ITWarrior

#1

What do you do?
Hi folks, I’m a Systems Integrator / Infrastructure Architect / Software Developer from the UK, but moved to New Zealand 7 years ago. I run my own IT company in New Zealand (and the UK), and we mostly do system design and system integration, usually through custom built software. We do a lot of work for ISPs, Government departments and the Military.

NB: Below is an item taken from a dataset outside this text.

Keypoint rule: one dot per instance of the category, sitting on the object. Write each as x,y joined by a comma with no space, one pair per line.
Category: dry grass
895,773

How did you get into drones?
My family came to visit at Christmas, and my brother brought his drone with him - a Mavic Pro. I was pretty impressed with how far these had come, having (poorly) flown model helicopters about a decade ago. My 30th birthday was in January, and my family bought me a Mavic Pro as a surprise. It didn’t take long before I flew it a couple of times to realise that there was no challenge in flying these drones at all, and I got bored after a few flights. So I took it apart and had a look inside, and also started hacking at the firmware to see what these things could do. It turns out, Mavic Pros will do 91.1km/h with original running gear with a couple of software ‘fixes’, though the gimbal starts to really freak out over about 80km/h.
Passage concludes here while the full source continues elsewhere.